Les scientifiques ont découvert que certaines mutations génétiques liées à l’autisme influencent le cerveau des souris de deux manières différentes. Cela affecte le fonctionnement des cellules nerveuses et leur réaction aux médicaments, ce qui pourrait aider à créer des traitements adaptés à chaque type de mutation.

Mutations génétiques et leurs impacts moléculaires

Des chercheurs ont analysé plus de 1000 séquences génétiques de cerveaux de souris modifiées pour mieux comprendre l’impact des mutations associées à l’autisme. Ils ont identifié deux états moléculaires principaux dans le cortex préfrontal. Le premier se caractérise par une diminution de l’activité des gènes impliqués dans la communication neuronale et une augmentation de ceux liés à la réorganisation de la chromatine et au traitement de l’ARN. Le second montre l’inverse, avec une hausse de l’activité des gènes neuronaux et une baisse des mécanismes de régulation génétique.

Réactions variées aux traitements médicamenteux

La recherche a également révélé que ces états moléculaires réagissent différemment à des médicaments comme la fluoxétine et le lithium.
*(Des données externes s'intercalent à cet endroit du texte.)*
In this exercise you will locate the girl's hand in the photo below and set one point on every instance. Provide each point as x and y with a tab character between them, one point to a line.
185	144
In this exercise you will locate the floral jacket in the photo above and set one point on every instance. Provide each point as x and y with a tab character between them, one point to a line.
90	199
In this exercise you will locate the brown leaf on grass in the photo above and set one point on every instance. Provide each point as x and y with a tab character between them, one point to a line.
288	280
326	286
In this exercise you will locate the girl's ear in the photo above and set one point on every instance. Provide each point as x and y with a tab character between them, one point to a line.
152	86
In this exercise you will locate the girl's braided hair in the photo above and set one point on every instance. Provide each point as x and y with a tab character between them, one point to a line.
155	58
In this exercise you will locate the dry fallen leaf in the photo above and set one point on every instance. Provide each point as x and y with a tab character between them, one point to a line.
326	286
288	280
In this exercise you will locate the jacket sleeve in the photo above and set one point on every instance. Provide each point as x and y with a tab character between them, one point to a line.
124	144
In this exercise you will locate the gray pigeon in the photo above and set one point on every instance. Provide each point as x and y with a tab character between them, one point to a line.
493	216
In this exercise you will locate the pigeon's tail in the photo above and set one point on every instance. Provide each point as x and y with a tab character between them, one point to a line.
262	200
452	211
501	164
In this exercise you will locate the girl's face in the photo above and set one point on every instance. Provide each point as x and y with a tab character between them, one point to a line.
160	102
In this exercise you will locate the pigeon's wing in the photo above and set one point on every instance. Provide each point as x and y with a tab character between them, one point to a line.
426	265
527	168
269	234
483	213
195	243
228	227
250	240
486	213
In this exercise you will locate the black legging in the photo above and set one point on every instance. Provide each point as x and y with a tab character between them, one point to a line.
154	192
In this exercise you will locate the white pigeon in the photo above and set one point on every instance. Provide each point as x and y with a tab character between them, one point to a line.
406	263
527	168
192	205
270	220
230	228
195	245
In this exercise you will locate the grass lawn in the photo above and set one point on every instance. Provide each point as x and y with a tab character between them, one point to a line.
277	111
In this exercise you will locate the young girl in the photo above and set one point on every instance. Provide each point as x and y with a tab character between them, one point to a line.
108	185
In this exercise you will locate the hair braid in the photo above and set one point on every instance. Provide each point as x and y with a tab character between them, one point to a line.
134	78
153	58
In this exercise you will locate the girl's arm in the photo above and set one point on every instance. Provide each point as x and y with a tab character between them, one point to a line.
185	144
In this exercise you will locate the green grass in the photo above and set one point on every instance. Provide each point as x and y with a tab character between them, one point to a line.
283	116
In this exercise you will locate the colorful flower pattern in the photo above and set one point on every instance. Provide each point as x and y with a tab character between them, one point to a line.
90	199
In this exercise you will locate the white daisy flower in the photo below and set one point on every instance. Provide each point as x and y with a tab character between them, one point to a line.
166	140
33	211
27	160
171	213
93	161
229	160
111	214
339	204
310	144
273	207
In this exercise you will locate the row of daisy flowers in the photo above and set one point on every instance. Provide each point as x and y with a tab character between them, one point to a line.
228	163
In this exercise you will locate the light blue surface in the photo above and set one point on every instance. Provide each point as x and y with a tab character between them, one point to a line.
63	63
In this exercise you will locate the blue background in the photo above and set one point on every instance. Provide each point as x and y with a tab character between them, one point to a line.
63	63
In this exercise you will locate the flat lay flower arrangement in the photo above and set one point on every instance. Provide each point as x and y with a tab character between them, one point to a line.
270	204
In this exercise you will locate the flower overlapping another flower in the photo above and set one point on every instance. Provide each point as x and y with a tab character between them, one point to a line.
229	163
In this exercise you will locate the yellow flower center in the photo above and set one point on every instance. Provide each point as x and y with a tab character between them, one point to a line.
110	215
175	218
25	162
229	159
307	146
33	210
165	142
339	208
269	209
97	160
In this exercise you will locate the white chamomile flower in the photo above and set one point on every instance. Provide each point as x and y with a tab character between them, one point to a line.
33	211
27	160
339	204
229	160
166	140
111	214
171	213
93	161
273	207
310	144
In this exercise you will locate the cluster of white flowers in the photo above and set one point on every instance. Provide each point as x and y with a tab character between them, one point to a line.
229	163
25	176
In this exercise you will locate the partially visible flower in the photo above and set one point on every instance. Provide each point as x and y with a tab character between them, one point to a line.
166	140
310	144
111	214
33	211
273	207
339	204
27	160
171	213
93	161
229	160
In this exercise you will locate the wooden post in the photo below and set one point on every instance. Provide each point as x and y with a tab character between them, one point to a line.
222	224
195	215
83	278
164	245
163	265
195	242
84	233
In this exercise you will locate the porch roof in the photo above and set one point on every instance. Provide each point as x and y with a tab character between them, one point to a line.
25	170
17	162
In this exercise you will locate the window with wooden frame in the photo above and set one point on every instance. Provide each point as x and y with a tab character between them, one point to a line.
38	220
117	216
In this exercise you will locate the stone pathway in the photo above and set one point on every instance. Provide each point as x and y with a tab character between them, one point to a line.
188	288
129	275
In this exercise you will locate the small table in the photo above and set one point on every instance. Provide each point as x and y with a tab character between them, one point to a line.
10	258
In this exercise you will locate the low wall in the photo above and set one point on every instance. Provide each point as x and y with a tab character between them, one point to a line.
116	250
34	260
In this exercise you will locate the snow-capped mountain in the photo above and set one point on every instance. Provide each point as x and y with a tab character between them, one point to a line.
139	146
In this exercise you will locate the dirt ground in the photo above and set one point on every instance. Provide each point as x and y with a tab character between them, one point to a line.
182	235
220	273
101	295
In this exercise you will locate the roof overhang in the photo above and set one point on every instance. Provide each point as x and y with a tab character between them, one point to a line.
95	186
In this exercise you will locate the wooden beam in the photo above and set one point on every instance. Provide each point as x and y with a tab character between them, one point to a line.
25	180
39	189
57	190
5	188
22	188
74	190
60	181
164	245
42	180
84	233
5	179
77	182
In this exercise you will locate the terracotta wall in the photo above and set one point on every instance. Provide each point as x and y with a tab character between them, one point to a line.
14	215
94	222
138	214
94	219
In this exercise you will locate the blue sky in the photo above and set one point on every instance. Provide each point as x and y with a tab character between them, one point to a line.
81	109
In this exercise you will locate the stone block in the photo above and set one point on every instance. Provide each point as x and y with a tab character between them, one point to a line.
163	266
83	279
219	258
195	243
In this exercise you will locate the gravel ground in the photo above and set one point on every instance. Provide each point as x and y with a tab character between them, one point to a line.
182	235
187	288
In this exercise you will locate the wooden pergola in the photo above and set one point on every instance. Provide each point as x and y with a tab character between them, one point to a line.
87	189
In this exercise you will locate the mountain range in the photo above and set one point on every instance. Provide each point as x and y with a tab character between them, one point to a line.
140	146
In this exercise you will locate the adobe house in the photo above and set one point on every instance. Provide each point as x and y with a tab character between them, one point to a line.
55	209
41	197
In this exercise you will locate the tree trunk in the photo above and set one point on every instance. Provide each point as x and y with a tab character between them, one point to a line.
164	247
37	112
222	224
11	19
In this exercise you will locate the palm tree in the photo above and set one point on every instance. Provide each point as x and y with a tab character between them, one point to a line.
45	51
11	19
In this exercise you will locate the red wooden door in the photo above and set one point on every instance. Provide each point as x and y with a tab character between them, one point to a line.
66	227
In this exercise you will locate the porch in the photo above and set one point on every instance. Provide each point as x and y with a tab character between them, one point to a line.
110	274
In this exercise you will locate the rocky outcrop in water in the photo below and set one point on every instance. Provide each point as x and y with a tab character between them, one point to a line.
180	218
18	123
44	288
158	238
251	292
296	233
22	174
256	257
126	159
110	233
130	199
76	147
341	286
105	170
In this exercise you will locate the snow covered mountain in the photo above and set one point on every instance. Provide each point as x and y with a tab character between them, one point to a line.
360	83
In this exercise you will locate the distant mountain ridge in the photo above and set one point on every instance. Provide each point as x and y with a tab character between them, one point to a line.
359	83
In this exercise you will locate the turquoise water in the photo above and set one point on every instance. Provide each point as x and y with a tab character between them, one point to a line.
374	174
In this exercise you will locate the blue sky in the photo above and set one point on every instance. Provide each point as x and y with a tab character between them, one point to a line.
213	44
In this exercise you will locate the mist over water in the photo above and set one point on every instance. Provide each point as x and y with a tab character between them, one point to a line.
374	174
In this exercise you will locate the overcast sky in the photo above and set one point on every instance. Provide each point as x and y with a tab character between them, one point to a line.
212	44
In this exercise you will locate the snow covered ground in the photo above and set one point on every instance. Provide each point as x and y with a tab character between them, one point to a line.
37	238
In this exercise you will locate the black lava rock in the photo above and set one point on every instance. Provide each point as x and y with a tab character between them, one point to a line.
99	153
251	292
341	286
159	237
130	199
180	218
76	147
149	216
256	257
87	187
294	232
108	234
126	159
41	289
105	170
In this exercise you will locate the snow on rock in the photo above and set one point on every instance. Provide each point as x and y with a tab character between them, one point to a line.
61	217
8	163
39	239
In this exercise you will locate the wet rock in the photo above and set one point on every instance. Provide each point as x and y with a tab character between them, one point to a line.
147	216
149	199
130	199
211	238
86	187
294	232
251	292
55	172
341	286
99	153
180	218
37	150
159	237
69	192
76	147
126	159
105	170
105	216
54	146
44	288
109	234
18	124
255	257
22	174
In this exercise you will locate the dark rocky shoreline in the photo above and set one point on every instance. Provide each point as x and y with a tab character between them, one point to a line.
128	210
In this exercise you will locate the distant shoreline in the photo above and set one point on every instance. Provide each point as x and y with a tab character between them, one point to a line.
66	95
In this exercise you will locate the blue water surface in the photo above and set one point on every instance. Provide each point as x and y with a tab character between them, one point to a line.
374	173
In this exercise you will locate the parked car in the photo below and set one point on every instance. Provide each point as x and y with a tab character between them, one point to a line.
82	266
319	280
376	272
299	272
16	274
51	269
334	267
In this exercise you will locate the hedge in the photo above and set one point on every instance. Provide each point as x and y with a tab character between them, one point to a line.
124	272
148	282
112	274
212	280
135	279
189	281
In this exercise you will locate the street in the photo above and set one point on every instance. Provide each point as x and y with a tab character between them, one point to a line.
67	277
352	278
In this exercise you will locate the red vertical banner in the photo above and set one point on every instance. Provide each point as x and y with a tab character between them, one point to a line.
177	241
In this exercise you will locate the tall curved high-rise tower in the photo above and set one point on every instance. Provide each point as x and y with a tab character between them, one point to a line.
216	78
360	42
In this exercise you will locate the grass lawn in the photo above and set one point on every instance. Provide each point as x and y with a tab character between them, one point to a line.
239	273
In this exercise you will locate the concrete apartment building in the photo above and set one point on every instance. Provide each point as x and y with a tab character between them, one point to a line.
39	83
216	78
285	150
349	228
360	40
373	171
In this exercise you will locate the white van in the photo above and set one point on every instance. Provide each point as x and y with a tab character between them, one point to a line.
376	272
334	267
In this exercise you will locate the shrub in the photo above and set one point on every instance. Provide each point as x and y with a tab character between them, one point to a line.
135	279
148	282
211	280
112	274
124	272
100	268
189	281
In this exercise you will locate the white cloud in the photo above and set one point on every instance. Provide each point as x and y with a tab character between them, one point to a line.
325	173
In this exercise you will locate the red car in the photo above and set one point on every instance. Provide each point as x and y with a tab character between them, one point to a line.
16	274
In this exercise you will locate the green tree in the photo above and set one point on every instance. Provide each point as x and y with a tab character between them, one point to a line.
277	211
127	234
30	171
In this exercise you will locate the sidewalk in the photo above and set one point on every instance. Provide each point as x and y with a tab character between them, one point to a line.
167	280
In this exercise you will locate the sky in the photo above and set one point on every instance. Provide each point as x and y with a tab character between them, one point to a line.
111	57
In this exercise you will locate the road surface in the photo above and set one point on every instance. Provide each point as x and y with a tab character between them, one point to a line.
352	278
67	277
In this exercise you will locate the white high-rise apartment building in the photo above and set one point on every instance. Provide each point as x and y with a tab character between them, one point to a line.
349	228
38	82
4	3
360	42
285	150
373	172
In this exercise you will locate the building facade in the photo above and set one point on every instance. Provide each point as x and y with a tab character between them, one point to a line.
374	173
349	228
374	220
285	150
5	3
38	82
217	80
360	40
Les souris présentant le premier profil ont montré une meilleure réponse, avec une expression génétique se rapprochant de la normale, tandis que celles avec le second profil ont eu des réponses plus imprévisibles.

Influence du sexe, de l’âge et de la région cérébrale

Un fait intéressant est que le profil moléculaire n’est pas uniquement déterminé par les gènes. Parfois, des souris mâles et femelles avec la même mutation génétique présentaient des profils opposés. Ces profils peuvent aussi évoluer avec le temps et selon les régions du cerveau, les changements étant plus marqués dans le cortex préfrontal que dans l’hippocampe.

Perspectives futures et applications humaines

En comparant les données des souris avec des échantillons de cerveaux humains autistes, des similitudes ont été trouvées, bien que les échantillons humains montrent des signaux plus forts pour les voies immunitaires et inflammatoires. Cela souligne la complexité supplémentaire de ces états moléculaires chez l’homme.

Conclusion

Cette étude offre un nouvel angle pour comprendre comment les mutations génétiques influencent le cerveau dans l’autisme. Plutôt que de se concentrer sur des mutations individuelles, la compréhension des états moléculaires opposés pourrait aider à développer des stratégies thérapeutiques ciblant des profils spécifiques, offrant ainsi un nouvel espoir pour un traitement personnalisé de l’autisme.